I HAD the pleasure of seeing digital entrepreneur extraordinaire Martha Lane-Fox installed as Chancellor of the Open University last week. It was an inspiring ceremony but what was even more inspiring was the 170 students who were receiving their degrees at the same time. 

Can there be a more diverse degree congregation anywhere in the world? The OU provides access to education for a remarkable range of people of differing age, gender, ethnicity and every other social variable you can think of, including background, or what we once described as class. The OU is a wonderful example of how equality of opportunity can lead to genuine social mobility. 

There can be no doubt that education is the most powerful single driver for achieving a meritocracy. For a country to perform at its best its brightest people need to have the chance to prove themselves, to compete on that much sought-after level playing field rather than at a chronic disadvantage set against those brought up on “the playing fields of Eton.” 

In Britain today, the OU is the exception and far from the rule.
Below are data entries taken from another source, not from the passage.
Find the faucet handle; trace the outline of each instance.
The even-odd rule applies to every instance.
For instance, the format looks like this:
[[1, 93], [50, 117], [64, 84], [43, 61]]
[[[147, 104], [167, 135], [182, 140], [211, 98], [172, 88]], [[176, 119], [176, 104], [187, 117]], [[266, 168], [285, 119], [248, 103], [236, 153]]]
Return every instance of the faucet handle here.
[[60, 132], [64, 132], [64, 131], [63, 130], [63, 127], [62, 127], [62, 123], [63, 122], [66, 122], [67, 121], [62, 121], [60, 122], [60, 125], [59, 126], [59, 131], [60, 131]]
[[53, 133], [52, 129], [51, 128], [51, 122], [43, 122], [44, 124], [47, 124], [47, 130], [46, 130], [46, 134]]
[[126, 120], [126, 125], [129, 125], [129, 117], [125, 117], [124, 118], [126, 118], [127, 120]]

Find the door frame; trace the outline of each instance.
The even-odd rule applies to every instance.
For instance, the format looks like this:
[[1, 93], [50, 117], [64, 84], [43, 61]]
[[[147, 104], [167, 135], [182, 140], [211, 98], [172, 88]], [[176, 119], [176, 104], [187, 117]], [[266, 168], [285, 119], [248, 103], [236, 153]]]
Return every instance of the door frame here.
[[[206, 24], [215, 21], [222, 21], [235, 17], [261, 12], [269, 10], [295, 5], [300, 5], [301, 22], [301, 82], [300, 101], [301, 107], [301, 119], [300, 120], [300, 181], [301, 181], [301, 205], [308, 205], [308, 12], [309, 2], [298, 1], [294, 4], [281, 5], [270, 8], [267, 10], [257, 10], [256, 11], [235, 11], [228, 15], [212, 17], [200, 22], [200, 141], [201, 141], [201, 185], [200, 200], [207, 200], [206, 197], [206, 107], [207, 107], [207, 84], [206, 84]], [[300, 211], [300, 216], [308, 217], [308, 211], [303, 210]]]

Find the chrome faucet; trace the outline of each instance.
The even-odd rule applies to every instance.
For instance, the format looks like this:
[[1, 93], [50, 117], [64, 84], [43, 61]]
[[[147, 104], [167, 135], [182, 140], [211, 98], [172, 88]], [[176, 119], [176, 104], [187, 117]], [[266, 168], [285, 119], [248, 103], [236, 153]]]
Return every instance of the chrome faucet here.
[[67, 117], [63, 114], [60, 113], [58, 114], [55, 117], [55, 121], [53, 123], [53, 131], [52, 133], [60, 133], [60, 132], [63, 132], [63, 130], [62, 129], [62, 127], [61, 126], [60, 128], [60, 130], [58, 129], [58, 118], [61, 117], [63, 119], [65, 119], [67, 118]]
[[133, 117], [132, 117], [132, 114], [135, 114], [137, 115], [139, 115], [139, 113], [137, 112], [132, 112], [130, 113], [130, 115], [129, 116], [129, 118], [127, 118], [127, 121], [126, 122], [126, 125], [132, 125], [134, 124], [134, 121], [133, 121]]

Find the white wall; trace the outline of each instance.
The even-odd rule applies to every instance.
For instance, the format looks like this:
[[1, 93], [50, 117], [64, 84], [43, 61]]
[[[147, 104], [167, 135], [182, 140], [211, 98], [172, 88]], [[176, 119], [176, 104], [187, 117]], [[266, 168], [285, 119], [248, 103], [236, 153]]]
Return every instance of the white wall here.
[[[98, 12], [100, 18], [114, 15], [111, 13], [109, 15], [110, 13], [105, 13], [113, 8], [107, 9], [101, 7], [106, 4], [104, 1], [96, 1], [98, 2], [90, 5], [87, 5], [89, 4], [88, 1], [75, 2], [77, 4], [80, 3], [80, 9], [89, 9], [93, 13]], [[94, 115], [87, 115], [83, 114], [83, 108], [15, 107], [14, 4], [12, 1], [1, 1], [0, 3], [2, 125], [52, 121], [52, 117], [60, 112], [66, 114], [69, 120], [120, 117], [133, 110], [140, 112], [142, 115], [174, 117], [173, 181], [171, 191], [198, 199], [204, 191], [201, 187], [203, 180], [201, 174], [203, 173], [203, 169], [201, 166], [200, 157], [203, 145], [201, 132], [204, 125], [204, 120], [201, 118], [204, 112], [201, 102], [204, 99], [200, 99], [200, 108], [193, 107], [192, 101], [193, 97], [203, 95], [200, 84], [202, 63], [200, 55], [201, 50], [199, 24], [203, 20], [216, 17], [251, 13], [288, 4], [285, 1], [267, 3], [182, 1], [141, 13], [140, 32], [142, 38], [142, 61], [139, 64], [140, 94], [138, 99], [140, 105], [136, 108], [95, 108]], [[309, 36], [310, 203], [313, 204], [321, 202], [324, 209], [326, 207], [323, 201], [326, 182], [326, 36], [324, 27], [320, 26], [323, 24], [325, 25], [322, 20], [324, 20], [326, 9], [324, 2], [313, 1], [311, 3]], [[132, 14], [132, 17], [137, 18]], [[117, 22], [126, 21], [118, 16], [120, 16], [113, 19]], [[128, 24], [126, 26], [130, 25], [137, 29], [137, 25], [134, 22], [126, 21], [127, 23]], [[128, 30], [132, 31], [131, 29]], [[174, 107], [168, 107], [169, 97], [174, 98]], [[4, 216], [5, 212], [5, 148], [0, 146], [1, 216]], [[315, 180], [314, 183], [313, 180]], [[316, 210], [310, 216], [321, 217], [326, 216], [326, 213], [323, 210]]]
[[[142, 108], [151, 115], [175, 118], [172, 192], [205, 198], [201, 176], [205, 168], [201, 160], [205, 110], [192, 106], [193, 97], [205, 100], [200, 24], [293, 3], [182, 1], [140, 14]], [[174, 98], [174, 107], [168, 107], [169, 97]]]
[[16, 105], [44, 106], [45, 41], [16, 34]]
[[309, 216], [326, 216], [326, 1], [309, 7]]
I might sound a little evangelical which isn’t at all surprising given my own OU alumni status.

Whenever one mentions the hold on establishment power and preferment exerted by our major public schools and Oxbridge, people tend to issue a collective sigh which seems to say, “Well, it’s always been like that so it probably always will be.” 

Can we afford as a nation to continue with this shrugging air of resignation when 71% of senior judges, 62% of senior armed forces officers, 55% of top civil servants and 43% of newspaper columnists are all moulded by this same system?

If it matters – and I would argue that it does – that the vast majority of the population are so limited by educational opportunity that their chances of achieving these positions, however bright and talented they might be, and despite the exceptions, which don’t actually prove the rule, are virtually nil, what is to be done? 

The answer, not surprisingly, comes down to cash. 

Further Education Colleges are the real engine of social mobility giving people second and third chances and offering non-traditional but very real routes to success. Like the OU, FE colleges offer the openness and accessibility which the educational elites of Oxbridge and the major schools simply do not. 

It is important to pressurise these institutions to widen their intake, some have even suggested the threat of removal of charitable status, but it is even more important to provide genuine opportunities to all at the point of need (as they call it in the health service), ie close to home. 

It is sometimes argued that private education would wither of its own accord if that provided by the state were of competitive quality. However when £35,000 per year is spent through the fees on teaching and learning for a pupil at Eton while their contemporaries at Milton Keynes College have only £4,0000 spent on them, genuine competition is impossible. 

Give us, say, £10,000 per head and who knows what might be achieved?

Then there’s what they learn. We only ever talk about success in this country in terms of academic qualifications. We all need builders and hairdressers and software engineers and car mechanics and forensic scientists but we never think about where they come from. The nation is bursting with people who have created successful businesses – made fortunes even – using those kinds of skills. FE at its best offers a fantastic route to realising such dreams and that’s how it should be. 

So, where do we get the money from to create the opportunities deserved by the many but currently enjoyed by the few? I have two answers to suggest:

1      The problem with general taxation is that everybody resents it and everybody has particular elements of it of which they disapprove. Some people object to spending on overseas aid, some on defence, some on benefits. 

Most people think education is a “good thing,so why dont we hypothecate education tax as a specific recognisable element. Education currently receives about 7½% of general taxation. Why not make that 10%? Education is a demonstrable investment in the nations future and present. Would anybody really be upset at this figure being set?  I doubt it. 

Governments generally don’t like hypothecation precisely because it limits their manoeuvrability when setting departmental budgets. However we already pay one such levy in the form of National Insurance. Introduced in 1911 to pay for unemployment benefits it now also goes towards the NHS, sickness and disability allowances and pensions, but not other areas supported by general taxation. 

2      Another way of improving funding for education would be to take a contribution from Business Rates. This is already a controversial area because although collected by local authorities the money goes back to central government which chooses how to redistribute it to those same councils but in very different proportions. 

Might some of the irritation associated with this money actually be alleviated if employers knew they would have access to better trained recruits as a result?

Special pleading is always provocative. Other government departments will always say their needs are every bit as great if not greater. The point is that without high-quality education none of those departments could function at all.